林覺民為了安慰父親和妻子而著意體現的國家至上觀念(當然也可能是他內心本身就認可國家至上觀念),以及他為天下人謀永福的想法,是一枚硬幣的兩麵。正是這兩麵,使得他這篇文章百年來斷續入選大陸和台灣的語文教材。台灣選入此文的教學目的何在,雖然沒有看到鮮明的說辭,但我想主張為國家犧牲、聖化辛亥革命、維持國民黨彼時的統治合法性,應算是入選目的。大陸選入此文的教學目的則是,“領會作者所闡述的個人幸福要服從革命需要的觀點”、“學習革命先輩犧牲一己,為‘天下人謀永福’的光輝思想和高尚情操”。我正在撰寫《百年中國語文教材變遷》一書,其中一章就是寫百年來中國語文教材選文重複率研究。

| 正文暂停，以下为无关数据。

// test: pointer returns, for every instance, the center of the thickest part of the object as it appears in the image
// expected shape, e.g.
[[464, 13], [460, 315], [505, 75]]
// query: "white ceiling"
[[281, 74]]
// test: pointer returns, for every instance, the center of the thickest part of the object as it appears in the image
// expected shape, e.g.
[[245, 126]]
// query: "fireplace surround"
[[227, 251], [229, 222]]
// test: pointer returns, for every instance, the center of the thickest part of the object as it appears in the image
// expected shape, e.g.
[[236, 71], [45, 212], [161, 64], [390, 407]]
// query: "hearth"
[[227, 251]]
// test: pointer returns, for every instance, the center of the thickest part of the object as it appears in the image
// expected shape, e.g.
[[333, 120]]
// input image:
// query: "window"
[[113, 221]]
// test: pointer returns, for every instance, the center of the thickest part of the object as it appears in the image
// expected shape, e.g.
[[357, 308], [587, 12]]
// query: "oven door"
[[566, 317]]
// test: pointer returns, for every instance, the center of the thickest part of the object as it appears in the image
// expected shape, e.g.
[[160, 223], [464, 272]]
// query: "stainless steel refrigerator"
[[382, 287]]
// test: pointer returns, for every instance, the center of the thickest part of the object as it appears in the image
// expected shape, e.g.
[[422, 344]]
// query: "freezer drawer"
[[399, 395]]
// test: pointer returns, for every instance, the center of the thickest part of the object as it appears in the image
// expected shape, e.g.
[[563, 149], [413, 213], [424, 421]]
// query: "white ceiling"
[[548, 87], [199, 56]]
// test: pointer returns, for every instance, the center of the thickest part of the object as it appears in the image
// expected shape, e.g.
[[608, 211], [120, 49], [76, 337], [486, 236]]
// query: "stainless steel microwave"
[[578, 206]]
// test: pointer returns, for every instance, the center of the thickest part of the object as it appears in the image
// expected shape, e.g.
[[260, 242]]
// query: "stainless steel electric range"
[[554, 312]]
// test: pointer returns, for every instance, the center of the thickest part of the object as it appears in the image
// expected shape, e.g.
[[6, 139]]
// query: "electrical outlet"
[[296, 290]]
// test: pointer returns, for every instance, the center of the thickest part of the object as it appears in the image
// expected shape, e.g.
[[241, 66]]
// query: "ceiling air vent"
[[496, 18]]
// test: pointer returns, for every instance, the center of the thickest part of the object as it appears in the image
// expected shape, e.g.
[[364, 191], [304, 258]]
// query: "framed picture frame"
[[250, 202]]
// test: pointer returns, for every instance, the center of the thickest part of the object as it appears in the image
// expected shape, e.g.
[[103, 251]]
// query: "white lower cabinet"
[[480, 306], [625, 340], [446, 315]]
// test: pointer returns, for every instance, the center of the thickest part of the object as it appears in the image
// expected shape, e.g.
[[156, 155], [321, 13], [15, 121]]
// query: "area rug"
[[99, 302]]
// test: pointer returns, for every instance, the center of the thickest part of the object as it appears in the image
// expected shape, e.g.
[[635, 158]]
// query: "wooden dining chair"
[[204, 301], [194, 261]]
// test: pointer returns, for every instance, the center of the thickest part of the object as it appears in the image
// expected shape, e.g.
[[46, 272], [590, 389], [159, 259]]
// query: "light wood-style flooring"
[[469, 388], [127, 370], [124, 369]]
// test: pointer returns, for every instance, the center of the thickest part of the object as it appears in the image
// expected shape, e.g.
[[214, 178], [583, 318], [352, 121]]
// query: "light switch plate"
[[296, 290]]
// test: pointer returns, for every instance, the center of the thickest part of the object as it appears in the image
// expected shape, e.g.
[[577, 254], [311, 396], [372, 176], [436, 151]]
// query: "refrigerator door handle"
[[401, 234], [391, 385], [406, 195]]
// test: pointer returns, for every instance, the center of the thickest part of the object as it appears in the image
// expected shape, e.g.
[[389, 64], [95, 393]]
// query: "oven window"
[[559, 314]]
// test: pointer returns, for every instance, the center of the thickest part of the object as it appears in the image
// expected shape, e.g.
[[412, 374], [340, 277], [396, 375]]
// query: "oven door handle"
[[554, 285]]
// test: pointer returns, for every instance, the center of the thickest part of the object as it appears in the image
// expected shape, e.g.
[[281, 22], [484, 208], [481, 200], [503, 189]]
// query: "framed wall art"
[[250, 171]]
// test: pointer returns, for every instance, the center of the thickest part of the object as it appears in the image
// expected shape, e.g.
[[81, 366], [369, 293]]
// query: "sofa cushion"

通過對語文教材選文重複率的研究,觀察政府需要和主張的語文教育核心理念何在,整個社會被灌輸的價值觀重心何在,從而更好地理解我們所處的社會。《與妻書》的斷續重複共同入選大陸和台灣語文教材,其核心理由,其實不在倡揚民主自由理念。說點更準確點,大陸入選的核心理由至今不在爭取民主自由,而台灣在1987年以前入選語文教材,其核心理由也不在爭取民主自由。那麽大陸和台灣斷續選入《與妻書》的理由何在?那就是國家至上教育觀在起著重要作用。
林覺民的《稟父書》著重談到排滿救國、《與妻書》著重談到犧牲一己救國,自然是由他所處時代民生艱困、列強環嗣的局麵所致。國家至上的觀念,或許在民族生存危亡的時刻有很大的宣傳作用,對國家在危亡時也有一定的凝聚力,但其副作用以及對人的毒害是相當明顯的。共產黨和國民黨選入此文作為教材,都離不了國家主義教育目的觀在作祟。國家主義教育觀,對個人主義和自由的傷害,是不言自明的。這樣的教育目的觀,主張把國家利益淩駕在個人利益和自由之上。國共兩黨灌輸這樣的教育目的觀,其目的是為了強調他們的統治合法性,以國家這樣的大詞來限製和剝奪個人利益與自由。如果說台灣解嚴前的國民黨統治,實行的是輕度國家主義教育觀的話,那麽共產黨實行的就是重度國家主義教育觀,因此前者是威權政府,後者是極權政府。百年來中國人所遭受的苦難固多,但國家主義教育目的觀之深入骨髓,洗腦愚弄,卻不能不說是一個很深的原因。愛國主義泛濫,六十年來在大陸已經變成一個不能質疑的巫術了,這便是國家至上主義教育觀一個明顯的惡果。
三
據史料記載,黃花崗之役戰死八十六人,有名有姓者七十二人,故名之曰“黃花崗七十二烈士”。這個“七十二烈士”的通用稱呼,置那十四位無名者於不顧,就非常諷刺地展示了中國人紀念先烈的庸俗的實用主義態度。即所謂的紀念,言不由衷、敷衍塞責不說,還充溢著空洞的被黨派操縱的意識形態詞匯,除了國家、民族等被置換的概念外,根本不見對死者個體及其後代椎心泣血的體恤和慈悲,仿佛那受害者及其後代,可以通過這些空洞的意識形態強加,能獲得真正的安慰。這種隻見宏大敘事,不見個人敘述;隻有國家民族標簽,不見親情奠忌;隻有趕節式的嘉年華會,而沒有真正對其親人有心靈關愛和物質助力的所謂紀念,隻不過是滿足一些政治機會主義者的道德正義而已。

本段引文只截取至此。